C’est pourquoi le ministère de l’Éducation nationale a rédigé une circulaire apportant « les réponses que la communauté éducative attend, en matière d’hygiène et de santé au travail et en matière de continuité pédagogique ».
Pour ce qui concerne la continuité pédagogique, on peut lire ceci pour les collèges et les lycées[1] :
« Dans tous les cas d’absence d’élèves, de fermeture de classes ou d’établissements, il appartient à chaque professeur d’assurer la continuité pédagogique des cours de sa discipline. Pour ce faire, plusieurs moyens sont mobilisables ; les établissements s’organiseront en tenant compte de l’ensemble des équipements et des compétences dont ils disposent.
Pour les établissements disposant d’espace numérique de travail (E.N.T.) ou fournissant par le biais d’internet un accès à des ressources pédagogiques, les professeurs pourront adresser les supports de cours et d’exercices aux élèves absents et permettre ainsi un échange continu et interactif ;
En l’absence d’E.N.T., les travaux à faire pourront être mis en ligne sur le site de l’établissement, et s’appuieront sur les manuels scolaires utilisés en classe.
Si le site de l’établissement est indisponible, et pour les élèves ne disposant pas d’accès à internet, les travaux à faire à la maison seront remis aux élèves dès l’avis de fermeture de la classe ou de l’établissement.
De surcroît, les professeurs conseilleront aux familles équipées d’internet de se connecter au site http://www.academie-en-ligne.fr, mis en place par le CNED qui propose à titre gratuit des ressources téléchargeables : cours et exercices sous forme écrite ou audio. Ces ressources seront disponibles dès la mi-septembre pour le premier degré, fin octobre pour la plupart des disciplines d’enseignement général du second degré. »

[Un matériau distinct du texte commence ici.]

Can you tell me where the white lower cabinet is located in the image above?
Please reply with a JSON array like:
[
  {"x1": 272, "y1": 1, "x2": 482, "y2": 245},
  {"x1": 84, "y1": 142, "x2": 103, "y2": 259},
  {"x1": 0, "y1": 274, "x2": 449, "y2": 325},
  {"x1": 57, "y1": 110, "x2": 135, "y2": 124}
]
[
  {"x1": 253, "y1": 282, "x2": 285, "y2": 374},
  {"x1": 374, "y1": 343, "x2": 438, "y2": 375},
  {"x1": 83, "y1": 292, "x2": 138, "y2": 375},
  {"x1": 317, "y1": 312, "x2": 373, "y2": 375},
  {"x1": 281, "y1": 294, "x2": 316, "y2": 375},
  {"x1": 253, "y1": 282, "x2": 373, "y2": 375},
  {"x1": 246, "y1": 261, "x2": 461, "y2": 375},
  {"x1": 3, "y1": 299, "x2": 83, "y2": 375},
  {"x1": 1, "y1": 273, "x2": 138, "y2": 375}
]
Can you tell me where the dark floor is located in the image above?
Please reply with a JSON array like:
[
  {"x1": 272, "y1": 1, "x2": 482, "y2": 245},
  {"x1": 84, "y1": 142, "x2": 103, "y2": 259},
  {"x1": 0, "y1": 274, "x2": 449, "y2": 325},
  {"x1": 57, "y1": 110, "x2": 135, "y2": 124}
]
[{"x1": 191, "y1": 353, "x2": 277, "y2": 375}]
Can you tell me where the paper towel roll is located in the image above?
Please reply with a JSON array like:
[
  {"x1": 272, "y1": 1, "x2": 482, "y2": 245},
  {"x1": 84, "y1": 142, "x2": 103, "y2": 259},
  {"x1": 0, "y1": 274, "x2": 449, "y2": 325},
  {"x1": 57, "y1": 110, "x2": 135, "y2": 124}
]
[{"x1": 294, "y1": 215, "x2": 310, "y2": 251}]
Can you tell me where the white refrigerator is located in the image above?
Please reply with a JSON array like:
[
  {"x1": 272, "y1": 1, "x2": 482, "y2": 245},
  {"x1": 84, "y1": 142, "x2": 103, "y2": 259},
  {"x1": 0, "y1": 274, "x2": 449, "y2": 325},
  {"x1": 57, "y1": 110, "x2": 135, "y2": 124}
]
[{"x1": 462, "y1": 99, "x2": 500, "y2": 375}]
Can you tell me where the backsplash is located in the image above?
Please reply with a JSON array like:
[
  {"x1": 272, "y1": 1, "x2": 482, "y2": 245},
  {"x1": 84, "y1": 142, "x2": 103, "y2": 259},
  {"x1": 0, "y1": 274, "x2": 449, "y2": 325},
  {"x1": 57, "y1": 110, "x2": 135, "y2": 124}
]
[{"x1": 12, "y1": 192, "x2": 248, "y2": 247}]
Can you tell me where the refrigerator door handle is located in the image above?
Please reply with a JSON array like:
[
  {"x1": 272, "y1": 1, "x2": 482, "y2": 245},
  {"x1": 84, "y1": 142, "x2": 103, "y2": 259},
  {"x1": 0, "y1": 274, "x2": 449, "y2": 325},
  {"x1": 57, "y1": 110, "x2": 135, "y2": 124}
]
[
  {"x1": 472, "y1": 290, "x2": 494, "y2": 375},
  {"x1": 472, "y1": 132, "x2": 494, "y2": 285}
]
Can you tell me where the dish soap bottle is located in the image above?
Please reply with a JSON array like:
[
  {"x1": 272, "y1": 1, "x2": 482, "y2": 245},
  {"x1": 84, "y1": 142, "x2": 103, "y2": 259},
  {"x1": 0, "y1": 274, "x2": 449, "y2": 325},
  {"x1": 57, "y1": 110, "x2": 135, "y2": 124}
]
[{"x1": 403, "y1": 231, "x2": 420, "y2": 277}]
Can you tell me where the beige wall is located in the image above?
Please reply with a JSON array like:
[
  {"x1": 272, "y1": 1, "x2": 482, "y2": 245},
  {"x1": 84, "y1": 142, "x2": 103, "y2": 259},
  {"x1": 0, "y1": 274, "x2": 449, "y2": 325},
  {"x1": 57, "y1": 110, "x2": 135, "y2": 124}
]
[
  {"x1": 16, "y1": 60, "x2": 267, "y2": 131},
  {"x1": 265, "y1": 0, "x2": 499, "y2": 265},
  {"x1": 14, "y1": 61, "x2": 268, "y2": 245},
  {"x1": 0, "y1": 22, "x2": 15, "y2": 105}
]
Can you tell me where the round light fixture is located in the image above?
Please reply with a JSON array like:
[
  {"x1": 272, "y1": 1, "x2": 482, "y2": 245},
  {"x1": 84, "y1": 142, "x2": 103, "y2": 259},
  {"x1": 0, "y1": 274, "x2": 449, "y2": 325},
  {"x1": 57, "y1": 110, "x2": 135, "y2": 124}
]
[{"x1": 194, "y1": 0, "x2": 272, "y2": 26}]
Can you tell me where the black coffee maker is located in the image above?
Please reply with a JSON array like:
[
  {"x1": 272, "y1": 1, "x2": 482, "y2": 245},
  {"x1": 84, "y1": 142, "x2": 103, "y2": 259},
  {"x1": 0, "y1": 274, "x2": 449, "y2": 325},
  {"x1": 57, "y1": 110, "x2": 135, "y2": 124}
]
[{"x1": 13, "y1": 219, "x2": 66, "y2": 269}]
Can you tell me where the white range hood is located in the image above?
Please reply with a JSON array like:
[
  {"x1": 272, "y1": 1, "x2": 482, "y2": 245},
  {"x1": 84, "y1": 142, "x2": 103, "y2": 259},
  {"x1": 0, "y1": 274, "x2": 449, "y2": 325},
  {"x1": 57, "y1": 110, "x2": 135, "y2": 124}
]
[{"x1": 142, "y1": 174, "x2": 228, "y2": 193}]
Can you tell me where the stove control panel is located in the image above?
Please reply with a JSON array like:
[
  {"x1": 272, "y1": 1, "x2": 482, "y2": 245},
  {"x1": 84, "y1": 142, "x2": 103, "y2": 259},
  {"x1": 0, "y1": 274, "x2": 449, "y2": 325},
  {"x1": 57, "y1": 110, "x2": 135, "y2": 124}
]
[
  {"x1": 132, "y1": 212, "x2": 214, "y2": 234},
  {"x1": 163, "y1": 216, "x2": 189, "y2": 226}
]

Le dénominateur commun de toutes ces mesures (sauf une) ?
Elles nécessitent un accès à Internet. Ce qui n’est pas encore le cas de tous les foyers français.
Mais si en plus Hadopi s’en mêle, en étant susceptible de couper la connexion à toute une famille, on arrive à une situation pour le moins problématique !
C’est ce que nous rappelle l’Isoc France[2], dans un récent communiqué que nous avons reproduit ci-dessous, à la veille de l’examen à l’Assemblée nationale du projet de loi « Hadopi 2 » (qui aura lieu le mardi 15 septembre prochain).
PS : Pour une lecture (plus que) critique du site de l’Académie en ligne, nous vous renvoyons vers ce billet du Framablog.
Hadopi 2 et pandémie : ne coupez pas l’éducation en ligne !
Isoc – 9 septembre – Communique de Presse
Les solutions proposées pour affronter la pandémie grippale mettent au jour l’inanité des dispositions contenues dans la loi dite Hadopi 2, à commencer par la coupure de l’accès pour toute une famille.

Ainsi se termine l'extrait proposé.